MOVIE REVIEW- 28 days: Time flies when you're having popcorn

Special to THE HOOK

It took less than 28 days for Fox to start milking the cash cow they had in the sci-fi sleeper 28 Days Later by making fans buy another ticket to see an extra minute or so of footage that made the ending less upbeat.

With that mentality at work, it's amazing that the sequel didn't come out until 47 months later. Even more amazing, 28 Weeks Later is not bad. Spanish director Juan Carlos Fresnadillo (the overrated Intacto) takes over the reins from Danny Boyle. If he doesn't have a lot of new ideas, he recycles the old ones to good effect.

The "rage virus" of the 28 movies will have a high-tech makeover later this year in The Signal (August) and Cell (October). In the meantime, it's still transmitted the old-fashioned way, by people biting each other or otherwise exchanging body fluids (leaving an AIDS metaphor as a valid interpretation).

The screenplay by Fresnadillo, Rowan Joffe, E. L. Lavigne, and Jesus Olmo ignores a couple of points from the original, in which it was mentioned that the virus had already spread to New York and Paris while here it seems to have been contained in the U.K. Complacency is furthered because, it's said, the virus didn't go airborne or cross from one species to another. Excuse me? Didn't it start in simians in 28 Days Later?

The opening sequence reminds us how exciting the first film was.
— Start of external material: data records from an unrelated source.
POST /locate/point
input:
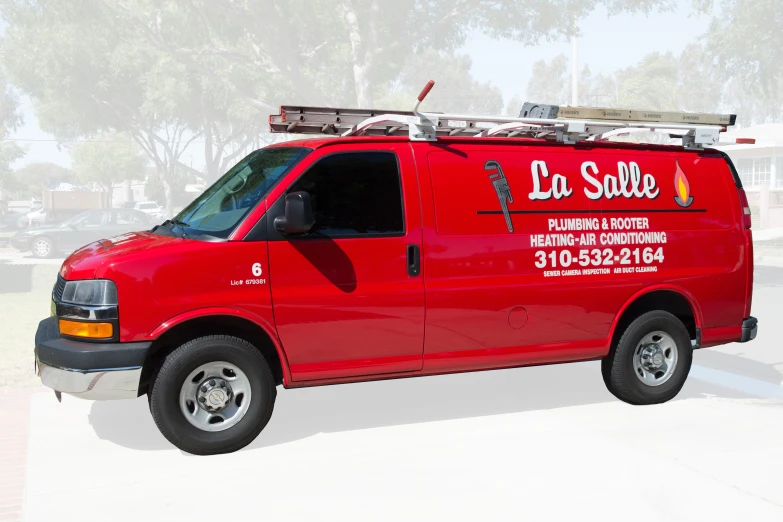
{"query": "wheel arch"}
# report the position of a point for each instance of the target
(215, 321)
(670, 298)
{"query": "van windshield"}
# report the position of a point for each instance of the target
(221, 207)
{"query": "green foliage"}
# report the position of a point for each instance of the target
(109, 158)
(10, 118)
(155, 191)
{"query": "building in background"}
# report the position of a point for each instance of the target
(760, 167)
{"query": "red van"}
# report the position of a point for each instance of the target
(336, 260)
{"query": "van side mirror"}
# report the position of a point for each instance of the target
(298, 217)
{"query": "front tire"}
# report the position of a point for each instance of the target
(651, 361)
(213, 395)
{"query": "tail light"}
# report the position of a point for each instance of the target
(745, 208)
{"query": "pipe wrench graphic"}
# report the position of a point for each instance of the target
(501, 188)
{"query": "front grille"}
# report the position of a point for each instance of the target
(57, 292)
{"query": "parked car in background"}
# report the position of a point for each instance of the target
(87, 227)
(33, 218)
(151, 208)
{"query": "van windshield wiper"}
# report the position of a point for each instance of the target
(181, 224)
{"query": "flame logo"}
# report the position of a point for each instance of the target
(682, 188)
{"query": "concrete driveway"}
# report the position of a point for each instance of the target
(543, 443)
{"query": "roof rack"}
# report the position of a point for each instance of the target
(564, 124)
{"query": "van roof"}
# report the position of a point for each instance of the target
(317, 143)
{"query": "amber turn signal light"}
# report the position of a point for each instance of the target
(91, 330)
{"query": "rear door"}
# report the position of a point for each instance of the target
(345, 302)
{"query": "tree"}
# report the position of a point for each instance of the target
(171, 73)
(10, 119)
(109, 158)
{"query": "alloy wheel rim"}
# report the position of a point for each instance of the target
(215, 396)
(655, 358)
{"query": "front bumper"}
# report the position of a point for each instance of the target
(88, 370)
(750, 328)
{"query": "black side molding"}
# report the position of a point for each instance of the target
(56, 351)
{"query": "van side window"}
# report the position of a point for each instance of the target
(355, 195)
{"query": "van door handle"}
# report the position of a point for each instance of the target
(414, 262)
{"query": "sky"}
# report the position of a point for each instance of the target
(607, 44)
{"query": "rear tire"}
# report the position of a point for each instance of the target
(651, 361)
(228, 368)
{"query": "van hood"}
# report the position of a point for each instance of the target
(88, 262)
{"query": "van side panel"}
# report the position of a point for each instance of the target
(545, 281)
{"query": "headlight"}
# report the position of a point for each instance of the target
(93, 292)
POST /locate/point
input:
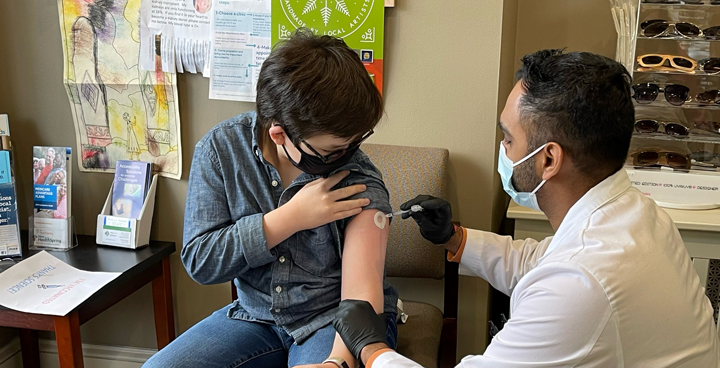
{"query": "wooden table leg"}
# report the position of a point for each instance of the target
(162, 304)
(67, 335)
(29, 348)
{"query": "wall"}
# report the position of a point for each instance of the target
(585, 25)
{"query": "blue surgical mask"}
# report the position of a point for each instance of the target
(505, 168)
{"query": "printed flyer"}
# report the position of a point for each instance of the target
(43, 284)
(361, 23)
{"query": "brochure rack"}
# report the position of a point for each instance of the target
(126, 232)
(52, 234)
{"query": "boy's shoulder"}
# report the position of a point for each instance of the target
(238, 129)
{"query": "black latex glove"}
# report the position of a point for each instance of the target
(435, 220)
(359, 326)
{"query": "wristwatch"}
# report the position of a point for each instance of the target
(340, 362)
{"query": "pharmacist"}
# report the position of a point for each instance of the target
(615, 286)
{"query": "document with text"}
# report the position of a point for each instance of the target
(43, 284)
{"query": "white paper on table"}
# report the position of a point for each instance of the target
(240, 44)
(43, 284)
(173, 20)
An ad hoc family of uninfected people is hunkered down in a country cottage, awaiting the next assault. "There are no survivors," one says. "It's just them out there and us in here." When the attack comes, the handheld camera and quick editing make us feel it and think we see a lot more violence than we do, an illusion furthered by beaucoup blood.

Faced with a male version of Sophie's Choice, to try to rescue his wife or just save his own ass, Don (Robert Carlyle) does the latter, leaving Alice (Catherine McCormack) to her probable doom. 
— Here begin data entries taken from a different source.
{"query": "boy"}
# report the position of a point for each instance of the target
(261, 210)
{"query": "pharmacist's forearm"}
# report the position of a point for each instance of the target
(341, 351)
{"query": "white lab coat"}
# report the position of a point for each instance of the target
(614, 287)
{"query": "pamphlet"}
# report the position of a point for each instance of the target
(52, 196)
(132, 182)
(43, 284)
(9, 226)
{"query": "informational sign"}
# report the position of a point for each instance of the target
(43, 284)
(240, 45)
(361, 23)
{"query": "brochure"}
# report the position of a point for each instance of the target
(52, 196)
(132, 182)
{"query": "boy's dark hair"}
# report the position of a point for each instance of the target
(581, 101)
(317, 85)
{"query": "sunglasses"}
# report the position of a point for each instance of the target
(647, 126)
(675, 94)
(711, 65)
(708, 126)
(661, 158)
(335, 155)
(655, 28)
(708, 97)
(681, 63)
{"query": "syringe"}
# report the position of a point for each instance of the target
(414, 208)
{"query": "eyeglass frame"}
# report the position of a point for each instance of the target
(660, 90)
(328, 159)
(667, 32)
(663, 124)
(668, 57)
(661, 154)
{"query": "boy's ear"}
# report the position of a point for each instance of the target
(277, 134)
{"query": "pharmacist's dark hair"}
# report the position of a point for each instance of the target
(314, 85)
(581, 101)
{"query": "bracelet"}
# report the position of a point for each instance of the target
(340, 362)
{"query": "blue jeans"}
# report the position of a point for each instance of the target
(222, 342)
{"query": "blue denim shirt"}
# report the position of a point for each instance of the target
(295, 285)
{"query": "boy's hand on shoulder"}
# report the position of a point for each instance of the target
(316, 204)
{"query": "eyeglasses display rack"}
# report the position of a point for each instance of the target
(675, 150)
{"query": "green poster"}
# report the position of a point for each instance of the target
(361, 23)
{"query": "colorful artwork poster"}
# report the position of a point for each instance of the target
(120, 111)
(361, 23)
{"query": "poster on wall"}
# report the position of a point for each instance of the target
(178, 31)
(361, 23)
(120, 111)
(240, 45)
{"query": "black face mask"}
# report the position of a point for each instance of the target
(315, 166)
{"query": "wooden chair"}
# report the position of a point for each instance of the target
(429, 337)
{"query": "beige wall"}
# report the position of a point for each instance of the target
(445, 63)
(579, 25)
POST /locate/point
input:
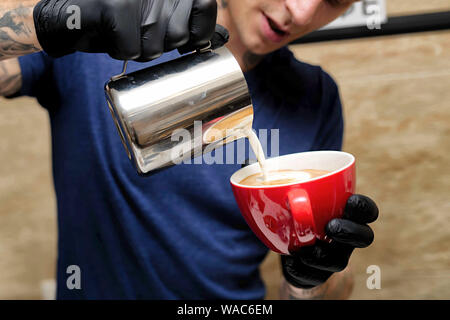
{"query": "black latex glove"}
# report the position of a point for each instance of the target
(125, 29)
(313, 265)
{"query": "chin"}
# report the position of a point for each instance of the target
(260, 47)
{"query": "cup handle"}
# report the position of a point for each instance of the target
(299, 205)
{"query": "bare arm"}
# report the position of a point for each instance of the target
(17, 32)
(338, 287)
(10, 77)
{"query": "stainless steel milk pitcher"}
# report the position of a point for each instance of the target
(180, 109)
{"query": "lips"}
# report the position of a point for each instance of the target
(272, 30)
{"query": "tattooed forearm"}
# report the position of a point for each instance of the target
(222, 4)
(17, 34)
(10, 77)
(338, 287)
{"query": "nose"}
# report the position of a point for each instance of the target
(302, 11)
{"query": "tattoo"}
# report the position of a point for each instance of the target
(10, 77)
(223, 4)
(15, 34)
(251, 59)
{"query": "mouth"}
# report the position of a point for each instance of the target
(272, 30)
(276, 28)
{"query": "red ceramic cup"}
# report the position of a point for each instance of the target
(287, 217)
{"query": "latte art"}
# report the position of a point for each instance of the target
(280, 177)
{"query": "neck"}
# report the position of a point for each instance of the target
(247, 60)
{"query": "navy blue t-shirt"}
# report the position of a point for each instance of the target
(177, 234)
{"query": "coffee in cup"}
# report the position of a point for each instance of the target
(280, 177)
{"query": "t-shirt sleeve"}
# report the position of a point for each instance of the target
(331, 129)
(35, 68)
Twenty-eight weeks later, the infected have died of starvation, and U.S.-led NATO troops are supervising the rebuilding and repopulating of London. Don is reunited with his children, Andy (Mackintosh Muggleton), 12, and Tammy (Imogen Poots), 17, who had been in a refugee camp in Spain.

Because things are too peaceful for a while– the bored military pass the time looking in people's windows– Don tells the children how their mother died, cueing a few flash cuts to the bloodshed of the opening. Andy and Tammy sneak back to their house in an area that's still under quarantine. There they make a discovery that soon gets the blood flowing again, with Don the new Patient Zero.
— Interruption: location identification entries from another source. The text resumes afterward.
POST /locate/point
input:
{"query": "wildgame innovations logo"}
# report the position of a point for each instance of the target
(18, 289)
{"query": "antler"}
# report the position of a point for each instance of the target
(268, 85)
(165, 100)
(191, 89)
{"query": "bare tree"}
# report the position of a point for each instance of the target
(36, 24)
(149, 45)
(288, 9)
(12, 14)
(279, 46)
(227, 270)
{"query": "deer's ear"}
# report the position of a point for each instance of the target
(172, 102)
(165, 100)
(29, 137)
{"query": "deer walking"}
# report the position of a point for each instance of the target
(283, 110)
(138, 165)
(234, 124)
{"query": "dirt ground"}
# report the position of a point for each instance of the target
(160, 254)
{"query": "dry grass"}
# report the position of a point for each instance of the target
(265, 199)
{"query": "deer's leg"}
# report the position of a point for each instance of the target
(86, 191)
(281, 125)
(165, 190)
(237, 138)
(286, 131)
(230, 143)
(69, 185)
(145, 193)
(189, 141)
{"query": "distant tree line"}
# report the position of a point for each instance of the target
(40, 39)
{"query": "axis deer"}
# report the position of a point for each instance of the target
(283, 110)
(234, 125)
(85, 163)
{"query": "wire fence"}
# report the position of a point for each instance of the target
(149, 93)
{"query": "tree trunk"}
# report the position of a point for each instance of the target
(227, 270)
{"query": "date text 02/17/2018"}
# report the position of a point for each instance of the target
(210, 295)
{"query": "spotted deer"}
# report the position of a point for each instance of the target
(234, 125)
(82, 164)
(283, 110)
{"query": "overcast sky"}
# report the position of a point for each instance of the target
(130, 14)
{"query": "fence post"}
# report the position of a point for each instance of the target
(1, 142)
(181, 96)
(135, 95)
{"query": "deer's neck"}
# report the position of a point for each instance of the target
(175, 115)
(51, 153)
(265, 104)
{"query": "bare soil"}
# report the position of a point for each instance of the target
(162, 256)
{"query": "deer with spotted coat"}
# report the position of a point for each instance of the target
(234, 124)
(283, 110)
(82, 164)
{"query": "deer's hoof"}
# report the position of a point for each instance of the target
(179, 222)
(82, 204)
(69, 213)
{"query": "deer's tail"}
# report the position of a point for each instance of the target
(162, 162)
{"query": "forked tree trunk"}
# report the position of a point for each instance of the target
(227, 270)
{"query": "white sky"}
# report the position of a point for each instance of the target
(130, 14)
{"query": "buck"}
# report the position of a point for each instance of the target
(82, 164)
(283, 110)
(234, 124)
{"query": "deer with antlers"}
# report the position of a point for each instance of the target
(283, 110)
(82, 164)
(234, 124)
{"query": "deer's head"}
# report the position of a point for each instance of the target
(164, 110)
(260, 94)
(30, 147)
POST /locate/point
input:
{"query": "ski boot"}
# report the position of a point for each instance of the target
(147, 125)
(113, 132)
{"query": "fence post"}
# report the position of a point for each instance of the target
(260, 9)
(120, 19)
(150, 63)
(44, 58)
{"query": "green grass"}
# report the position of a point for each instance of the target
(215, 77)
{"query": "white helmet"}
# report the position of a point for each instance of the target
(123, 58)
Once the virus starts to spread, it spreads quickly and can't be contained in "containment areas." Gen. Stone (Idris Elba) gives his snipers the order to shoot everyone in sight: "We have lost control." Unable to comply, Sgt. Doyle (Jeremy Renner) joins the fleeing masses on the ground. Soon he hooks up with Scarlet (Rose Byrne), the chief medical officer, who believes Andy and Tammy may hold the secret to a vaccine or cure and must be rescued at all costs.

Doyle is in radio contact with his buddy Flynn (Harold Perrineau), a helicopter pilot who discovers how hard it is to land a chopper in a herd of zombies.

Scenes of a deserted London are eerily effective again as 28 Weeks Later, like most sequels, builds on the strengths of its predecessor while trying to establish its own identity. There will be those who think it's already been trumped by Children of Men, but until these apocalyptic fables reach a critical mass like slasher films have, there will always be room for another good one.